# kamera auslösen durch Programm



## fill (26. Apr 2010)

Hallo allezusammen!
ich bin gerade dabei einen Schach-Roboter zu bauen und zu programmieren. Dieser wird mit dem Computer kommunizieren. 
Ich möchte am liebsten eine kamera über dem Spielfeld positionieren, um die "Zugeingabe" abzufragen und den Spielzug zu erkennen, den der Spieler gemacht hat. 
Ich habe eine 
casio EX-S500
Diese scheint einen Usb-Anschluss zu haben.
Ich frage mich jetzt ob es im prinzip möglich ist, den Computer im Programmablauf automatisiert die Kamera auslösen zu lassen und dann das ergebnis auswerten zu lassen.
Was meint ihr? Ist das eine gute Idee? 
Bin auf jedes Feedback heiß 
mfg fill


----------



## Landei (26. Apr 2010)

Warum keine Webcam?


----------



## fill (26. Apr 2010)

ich habe leider keine webcam. Und ich wollte mir dafür eigentlich auch keine kaufen.
Wäre es denn mit einer Webcam möglich?


----------



## nrg (26. Apr 2010)

könnte mir vorstellen, dass wenn die webcam genau auf das spielfeld gerichtet ist, man das feld proportional teilen kann. dann kann man die figuren, deren position ja zum glück am anfang feststehen, einlesen und muss eigentlich "nur" veränderungen registrieren. das bringt natürlich auch einige probleme mit, wie zb hände die übers spielfeld greifen oä. das ganze stabil und verlässlich zu programmieren stelle ich mir am zweitschwersten vor... welche figur wann auf welcher position steht und das herausfinden wie genau gezogen wurde halte ich da für das kleinere übel. am schwersten wird wohl die ki sein, die den nächsten zug berechnet...


----------



## fill (26. Apr 2010)

erstmal danke für die Antworten, bis jetzt! 

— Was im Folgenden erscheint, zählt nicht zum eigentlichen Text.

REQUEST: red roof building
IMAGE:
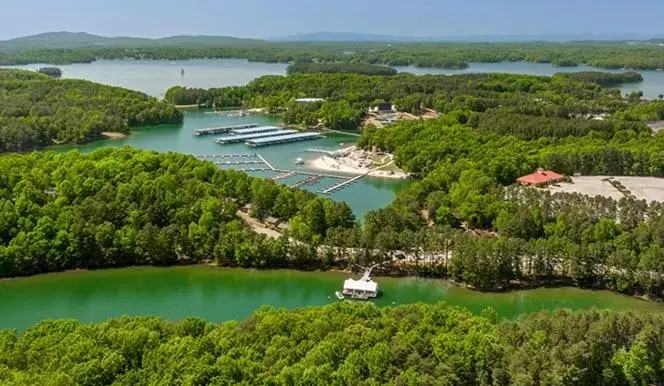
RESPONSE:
[516,168,564,186]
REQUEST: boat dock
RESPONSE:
[194,123,260,135]
[289,176,323,188]
[271,171,297,181]
[215,127,297,145]
[319,174,366,194]
[245,133,320,147]
[230,126,281,135]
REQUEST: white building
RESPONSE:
[342,279,378,299]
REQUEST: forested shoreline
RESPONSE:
[0,41,664,70]
[0,68,183,153]
[0,302,664,386]
[0,147,355,278]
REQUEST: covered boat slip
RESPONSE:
[245,133,320,147]
[215,130,297,144]
[342,279,378,299]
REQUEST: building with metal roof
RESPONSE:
[215,130,297,145]
[231,126,281,135]
[245,133,320,147]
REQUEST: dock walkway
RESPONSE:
[194,123,259,135]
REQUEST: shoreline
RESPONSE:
[307,146,409,180]
[101,131,129,139]
[0,261,664,304]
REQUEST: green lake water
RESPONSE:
[8,59,664,98]
[0,266,664,329]
[0,60,664,329]
[54,110,407,218]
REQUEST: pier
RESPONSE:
[230,126,281,135]
[306,148,337,157]
[289,175,323,188]
[215,130,297,145]
[194,123,260,135]
[245,133,320,147]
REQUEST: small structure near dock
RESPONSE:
[342,267,378,300]
[194,123,259,135]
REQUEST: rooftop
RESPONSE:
[247,133,320,144]
[516,169,563,185]
[231,126,280,135]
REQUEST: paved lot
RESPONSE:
[547,176,664,202]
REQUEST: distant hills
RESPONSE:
[0,32,264,49]
[0,31,664,50]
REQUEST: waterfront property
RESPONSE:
[231,126,280,135]
[245,133,321,147]
[517,168,565,186]
[215,130,297,145]
[194,123,259,135]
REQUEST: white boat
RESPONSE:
[341,268,378,300]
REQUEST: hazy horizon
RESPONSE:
[0,0,664,40]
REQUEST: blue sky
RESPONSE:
[0,0,664,39]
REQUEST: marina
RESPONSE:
[245,133,321,147]
[215,130,297,145]
[230,126,281,135]
[194,123,259,135]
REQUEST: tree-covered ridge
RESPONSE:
[0,69,183,152]
[286,63,397,75]
[556,71,643,87]
[0,303,664,386]
[0,147,354,277]
[0,40,664,70]
[166,73,648,137]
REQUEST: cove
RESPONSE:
[0,265,664,330]
[6,59,664,99]
[52,110,408,219]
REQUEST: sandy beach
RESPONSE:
[309,147,408,179]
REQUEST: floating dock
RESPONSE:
[319,174,366,194]
[230,126,281,135]
[215,130,297,145]
[194,123,260,135]
[245,133,320,147]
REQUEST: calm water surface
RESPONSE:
[0,266,664,329]
[56,110,407,218]
[3,59,664,98]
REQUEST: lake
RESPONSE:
[8,59,664,98]
[0,266,664,330]
[54,110,408,218]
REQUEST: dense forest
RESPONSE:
[0,302,664,386]
[0,69,183,153]
[166,72,640,134]
[37,67,62,78]
[0,41,664,70]
[167,73,664,298]
[0,147,355,277]
[556,71,643,87]
[286,63,397,75]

> könnte mir vorstellen, dass wenn die webcam genau auf das spielfeld gerichtet ist, man das feld proportional teilen kann.


so hatte ich das gedacht, genau.


> dann kann man die figuren, deren position ja zum glück am anfang feststehen, einlesen und muss eigentlich "nur" veränderungen registrieren. das bringt natürlich auch einige probleme mit, wie zb hände die übers spielfeld greifen oä. das ganze stabil und verlässlich zu programmieren stelle ich mir am zweitschwersten vor.


wenn man etwas darüber nachdenkt, dann muss "nur" zwischen, dem Feld, den weißen und den schwarzen Figuren, und allen "störungen" unterschieden werden. 
Die genaue Figur durch das foto/video zu erkennen, also zb. bauer der läufer, ist überhaupt nicht nötig. Es wird registriert, wenn eine Figur nicht mehr dort steht wo sie einmal stand(was bedeutet, dass diese Figur bewegt wurde. Diese Figur kann dann ermittelt werden, da das Programm jederzeit "weiß" wo welche Figur ist, da , wie gesagt, zu beginn immer die gleiche situation herscht. Dann wird auf dem Foto/video nur noch die stelle gesucht, wo jetzt eine Figur steht, die vorher noch nicht da war, oder wo eine Figur, die Farbe gewechselt hat, bzw. geschlagen wurde. 
So hatte ich mir die Auswertung der Daten gedacht. Die sollte dann immer statt finden, sobald eine "Störung", sprich Hand des Spielers, ins Bild kommt, und wieder verlässt. Sollte eine Störung erkannt werden obwohl der Spieler keinen Zug gemacht hat, wird auch keine veränderung des Spielfeldes erkannt, da es keine gab. 
Ich denke das würde soweit in Ordnung gehen, wenn der Kontrast hoch genug ist.

Pu, jetzt bin ich etwas ausgeschweift. Ich hoffe es stört niemanden, dass ich Javatechnisch umganssprachlich rede.
Wenn ihr einen Denk/Logigfehler findet oder euch selbst was gutes einfällt, würde ich es gerne hören. danke



> am schwersten wird wohl die ki sein, die den nächsten zug berechnet...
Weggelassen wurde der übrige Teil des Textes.